Diyarbakır Barosu Kadın Hakları Merkezi, 28 Nisan’da Danıştay 10’uncu Daire’de görülecek olan İstanbul Sözleşmesi'nden çekilme kararının iptaline ilişkin davanın duruşması öncesi Tahir Elçi Konferans Salonu’nda basın toplantısı gerçekleştirdi. Toplantıya, Diyarbakır Baro Başkanı Nahit Eren ve çok sayıda avukat katıldı.
Toplantıda konuşan Diyarbakır Barosu Başkanı Nahit Eren, Türkiye'nin taraf olduğu sözleşmeden bir gece yarısı Cumhurbaşkanlığı kararnamesiyle çekilmesine tepki gösterdi. Bu karara karşılık bütün hukukçuların ve kadın örgütlerinin mücadele ettiğini kaydeden Eren, sözleşmenin iptaline karşı 200 kurumun iptal davası açtığını hatırlattı. İstanbul Sözleşmesi’nin kadına yönelik şiddetin önlenmesine yönelik bir sözleşme olduğunu hatırlatan Eren, “(Sözleşmeden) Çekildiğinden bu yana kadın cinayetlerinde ciddi bir artış yaşandı” dedi.
Baro Yönetim Kurulu Üyesi Hatice Demir, İstanbul Sözleşmesi’nin kabul edilmesi ve Türkiye’nin sözleşmeden imzasını çekmesi ve sözleşmenin kadınlar için önemine işaret ederek, “Bizi orada nelerin beklediğini bilmiyoruz çünkü ciddi güvenlik önlemlerinin olduğu söyleniyor. Ama bizim için hayati öneme sahip duruşma için orada olacağız” ifadesini kullandı.
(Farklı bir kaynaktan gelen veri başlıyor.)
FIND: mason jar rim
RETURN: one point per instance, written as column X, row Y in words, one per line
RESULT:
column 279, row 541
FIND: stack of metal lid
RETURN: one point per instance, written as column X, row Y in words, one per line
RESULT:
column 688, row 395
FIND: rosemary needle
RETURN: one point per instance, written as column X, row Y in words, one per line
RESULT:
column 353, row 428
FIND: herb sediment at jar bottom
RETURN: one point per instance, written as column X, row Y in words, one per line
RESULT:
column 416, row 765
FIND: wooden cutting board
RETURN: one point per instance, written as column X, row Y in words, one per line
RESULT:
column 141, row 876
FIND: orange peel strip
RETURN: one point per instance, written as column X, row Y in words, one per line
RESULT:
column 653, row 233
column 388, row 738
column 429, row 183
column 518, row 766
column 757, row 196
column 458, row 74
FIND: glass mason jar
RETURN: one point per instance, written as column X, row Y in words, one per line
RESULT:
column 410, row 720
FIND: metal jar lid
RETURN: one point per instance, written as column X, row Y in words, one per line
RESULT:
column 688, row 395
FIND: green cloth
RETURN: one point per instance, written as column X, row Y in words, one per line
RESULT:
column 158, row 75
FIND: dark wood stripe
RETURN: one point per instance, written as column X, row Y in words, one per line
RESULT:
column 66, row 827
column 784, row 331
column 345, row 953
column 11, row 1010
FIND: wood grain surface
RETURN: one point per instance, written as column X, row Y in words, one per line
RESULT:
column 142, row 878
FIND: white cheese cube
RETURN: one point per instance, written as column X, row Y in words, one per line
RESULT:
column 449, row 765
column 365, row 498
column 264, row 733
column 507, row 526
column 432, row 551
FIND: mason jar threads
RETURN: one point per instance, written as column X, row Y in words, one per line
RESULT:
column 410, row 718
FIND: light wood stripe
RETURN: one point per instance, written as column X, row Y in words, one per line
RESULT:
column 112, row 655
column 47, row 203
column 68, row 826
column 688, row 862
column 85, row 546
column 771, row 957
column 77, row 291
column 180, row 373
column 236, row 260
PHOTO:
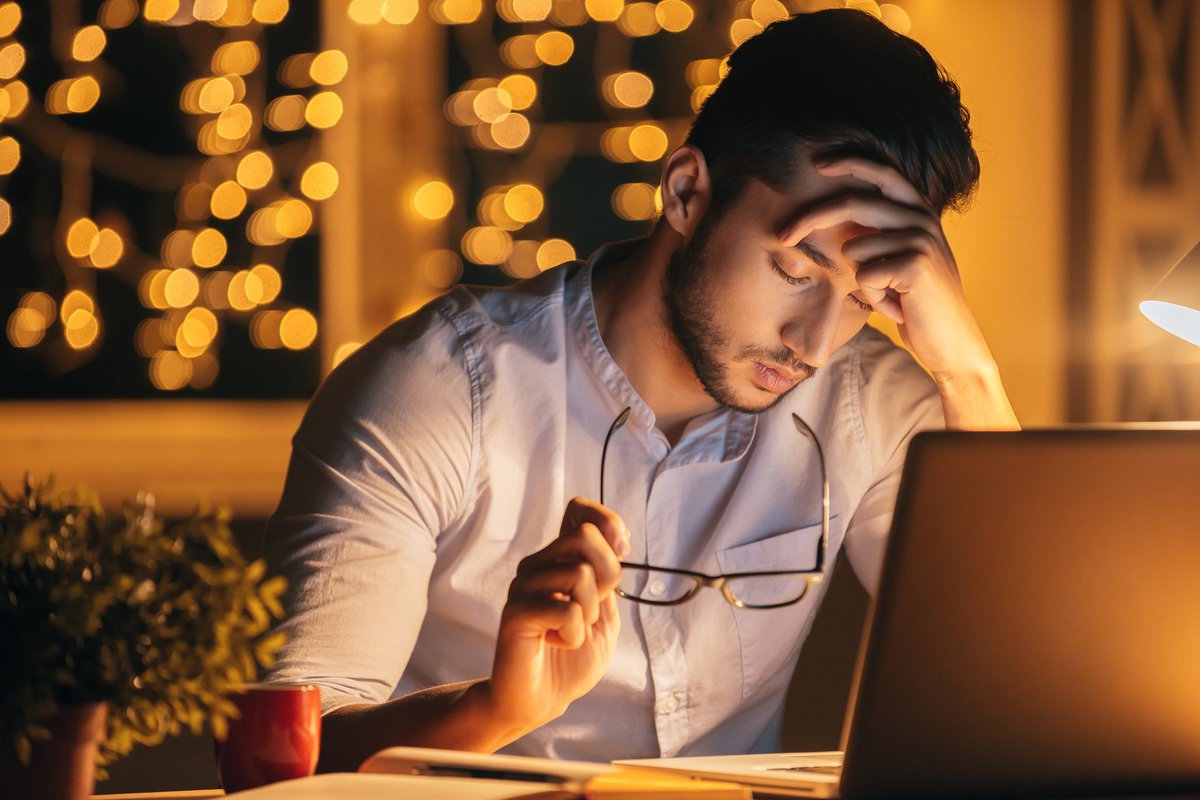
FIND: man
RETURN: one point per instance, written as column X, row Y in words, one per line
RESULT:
column 441, row 595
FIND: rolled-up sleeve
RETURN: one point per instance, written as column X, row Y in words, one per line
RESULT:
column 379, row 467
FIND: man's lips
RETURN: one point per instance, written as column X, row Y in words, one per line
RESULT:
column 777, row 379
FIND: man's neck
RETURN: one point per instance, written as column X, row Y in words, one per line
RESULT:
column 633, row 320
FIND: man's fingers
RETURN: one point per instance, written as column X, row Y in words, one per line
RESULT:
column 575, row 582
column 891, row 181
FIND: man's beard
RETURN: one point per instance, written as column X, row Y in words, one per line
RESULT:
column 691, row 313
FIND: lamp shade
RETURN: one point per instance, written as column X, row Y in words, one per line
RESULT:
column 1175, row 302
‘BU KARARI KABUL ETMİYORUZ’
Çekilme kararının hukuka aykırı olduğunu söyleyen Demir, “Kadınlar ve erkekler yasalar önünde eşit değil. Sözleşmeden çekilmeyle birlikte kadınların adalete erişimi engellendi. Sözleşme, kadın hareketinin emeği ile yürürlüğe girdi. Yaptırım gücü olan ilk sözleşme olma özelliğini taşıyor. Yine Sözleşme, kadına yönelik şiddetle mücadelede yol haritası. Toplumun yüzde 83’üne rağmen alınmış bir karar ve biz bunu kabul etmiyoruz. Kadınların insan haklarını savunmak için Danıştay’da buluşmaya davet ediyoruz” diye konuştu.
TARİHİ BİR DAVA
Görülecek duruşmanın tarihi bir kayıt niteliği taşıdığını söyleyen merkez avukatlarından Aslı Pasinli de “O gün bir karar çıkmayacak ama çıkan karar ne olursa olsun bu yıllarca tarihi bir dava olarak kayıtlara geçecek. Hali hazırda 46 ülke imzacı. Sözleşmenin adını aldığı ülkenin ve ilk imzacısı olan ülkenin sözleşmeden çekilmesi gibi absürt bir durum olamaz. Fahrettin Altun, tarikat ve cemaatler sözleşmeden çekilmeyi laiklik kapsamında savundular. O gün görülecek duruşma laiklik ilkesine de ilişkin olacak” şeklinde konuştu.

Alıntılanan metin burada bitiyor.